Gdybyście tylko widzieli przerażoną minę tego wampira gdy usłyszał moje jęki erotycznego podniecenia… nie powiem to było zabawne. Lecz to co się zdarzyło po tym wszystkim już nie. Przestałem być szczęśliwym i zadowolonym z siebie demonem. Wszystko się psuło tylko malowanie jako tako mi wychodziło. Tak przynajmniej twierdzą moi klienci. Ehhh~ moje moce… kiedyś mogłem zrobić cały wymiar! Teraz tylko mogę na przykład zamknąć okna i drzwi nie ruszając się z łóżka. To i tak cud, bo po tym ugryzieniu nie mogłem zrobić nawet tego przez miesiąc! Może jeszcze wszystko wróci do normy… oby… ale nawet jeśli nie to już zdążyłem się do tego przyzwyczaić.

Tyle się nagadałem do siebie i ani razu nie powiedziałem swojego imienia? To powiem teraz… weź się w garść Nightmare i wstań z tej podłogi masz robotę do zrobienia! Wstałem i poszedłem do pracowni. Był to pokój na piętrze z wielkim oknem na panoramę zachodzącego słońca na horyzoncie rozległych lasów stworzonego przeze mnie wymiaru. Ten widok napawa mnie spokojem, nadzieją i weną by skończyć obraz dla mojego stałego klienta.

Nie był to zwykły pierwszy lepszy człowiek, bo nie odbiera obrazów osobiście ani nie składa osobiście zamówień. Tylko przez swojego lokaja. Podnieca mnie myśl, o tajemniczym nieznajomym, bo jedno wiem ja go do tego świata nie sprowadziłem… czułem, że jest poza moją mocą. To napawa mnie słodkim podnieceniem. Po prawie godzinie moja praca była skończona, a ja jak zwykle przez cały czas tworzenia tego obrazu miałem wrażenie jakby ktoś obserwował moje poczynania. Zawsze tak było gdy tylko brałem się do pracy.
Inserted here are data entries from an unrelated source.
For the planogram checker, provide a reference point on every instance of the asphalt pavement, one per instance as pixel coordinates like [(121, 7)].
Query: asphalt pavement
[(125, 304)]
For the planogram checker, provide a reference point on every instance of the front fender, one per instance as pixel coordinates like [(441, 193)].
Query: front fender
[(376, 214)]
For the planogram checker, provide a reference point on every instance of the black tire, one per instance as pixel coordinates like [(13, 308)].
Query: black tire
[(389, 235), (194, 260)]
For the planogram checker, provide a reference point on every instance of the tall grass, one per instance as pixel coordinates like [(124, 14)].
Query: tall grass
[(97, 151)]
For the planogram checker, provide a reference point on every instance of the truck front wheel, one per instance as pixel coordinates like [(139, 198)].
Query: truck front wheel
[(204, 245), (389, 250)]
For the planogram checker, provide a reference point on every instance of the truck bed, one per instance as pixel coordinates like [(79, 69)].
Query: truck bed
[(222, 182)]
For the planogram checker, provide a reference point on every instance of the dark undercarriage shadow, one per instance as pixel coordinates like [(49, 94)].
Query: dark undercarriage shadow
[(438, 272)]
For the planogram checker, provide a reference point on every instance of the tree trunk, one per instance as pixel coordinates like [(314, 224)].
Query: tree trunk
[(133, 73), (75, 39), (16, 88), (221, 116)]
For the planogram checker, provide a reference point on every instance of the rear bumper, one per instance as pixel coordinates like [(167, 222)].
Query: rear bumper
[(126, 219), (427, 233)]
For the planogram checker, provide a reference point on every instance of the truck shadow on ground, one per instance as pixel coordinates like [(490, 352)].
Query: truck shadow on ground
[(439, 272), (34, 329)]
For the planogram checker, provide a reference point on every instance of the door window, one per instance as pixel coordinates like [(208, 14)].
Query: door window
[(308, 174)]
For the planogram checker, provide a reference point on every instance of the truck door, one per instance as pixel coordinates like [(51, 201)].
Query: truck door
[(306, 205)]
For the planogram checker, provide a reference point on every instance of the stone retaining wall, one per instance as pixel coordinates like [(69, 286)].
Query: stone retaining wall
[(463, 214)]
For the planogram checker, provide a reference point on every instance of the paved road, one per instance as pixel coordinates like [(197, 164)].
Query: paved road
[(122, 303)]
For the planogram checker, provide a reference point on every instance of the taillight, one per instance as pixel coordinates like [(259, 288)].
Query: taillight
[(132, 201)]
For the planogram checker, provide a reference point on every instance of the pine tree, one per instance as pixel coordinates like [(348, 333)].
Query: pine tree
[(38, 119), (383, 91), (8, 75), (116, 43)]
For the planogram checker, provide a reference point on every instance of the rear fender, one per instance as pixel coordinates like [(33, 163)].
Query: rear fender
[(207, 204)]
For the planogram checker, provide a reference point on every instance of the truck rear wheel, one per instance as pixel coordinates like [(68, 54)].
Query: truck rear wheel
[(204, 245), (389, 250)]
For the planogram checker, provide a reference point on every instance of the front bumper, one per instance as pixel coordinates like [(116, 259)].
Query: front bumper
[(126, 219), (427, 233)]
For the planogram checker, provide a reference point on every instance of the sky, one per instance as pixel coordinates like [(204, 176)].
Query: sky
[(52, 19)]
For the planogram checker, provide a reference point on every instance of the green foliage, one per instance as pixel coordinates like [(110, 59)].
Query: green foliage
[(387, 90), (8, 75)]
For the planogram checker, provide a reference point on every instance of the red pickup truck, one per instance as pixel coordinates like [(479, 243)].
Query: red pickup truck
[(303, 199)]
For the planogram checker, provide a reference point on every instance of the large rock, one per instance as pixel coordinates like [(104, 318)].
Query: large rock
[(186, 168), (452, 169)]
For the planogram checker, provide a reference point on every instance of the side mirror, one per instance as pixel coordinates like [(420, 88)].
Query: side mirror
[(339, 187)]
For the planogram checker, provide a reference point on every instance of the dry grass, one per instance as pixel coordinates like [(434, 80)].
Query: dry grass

Niespokojnie z lekką paranoją wyjrzałem za okno i… nic, ciemno. Debil i paranoik czego ja się boję jestem nieśmiertelny nawet jako demon z ograniczonymi mocami w ciele człowieka! Po plecach przeszły mnie nieprzyjemne ciarki i momentalnie zrobiło mi się zimno.

     Przykryłem płótno jakimś materiałem i zamknąłem pracownię na klucz zasłaniając pstryknięciem palców okna we wszystkich pomieszczeniach w domu, a drugim pstryknięciem pozamykałem drzwi wejściowe (frontowe i te od ogrodu). Mogłem iść spać, ale postanowiłem spróbować jeszcze się przenieść z korytarza do mojej sypialni (tak by sprawdzić na ile moje moce się zregenerowały) skupiłem się na tej jednej banalnie prostej czynności… udało się! Moce powoli wracają, ale przy każdej udanej próbie użycia ich ból rozrywa mnie od środka i z ugryzienia wypływały stróżki czerwonej krwi. Zatamowałem krwawienie i położyłem się do łóżka czekając na sen, który przyszedł w sekundę.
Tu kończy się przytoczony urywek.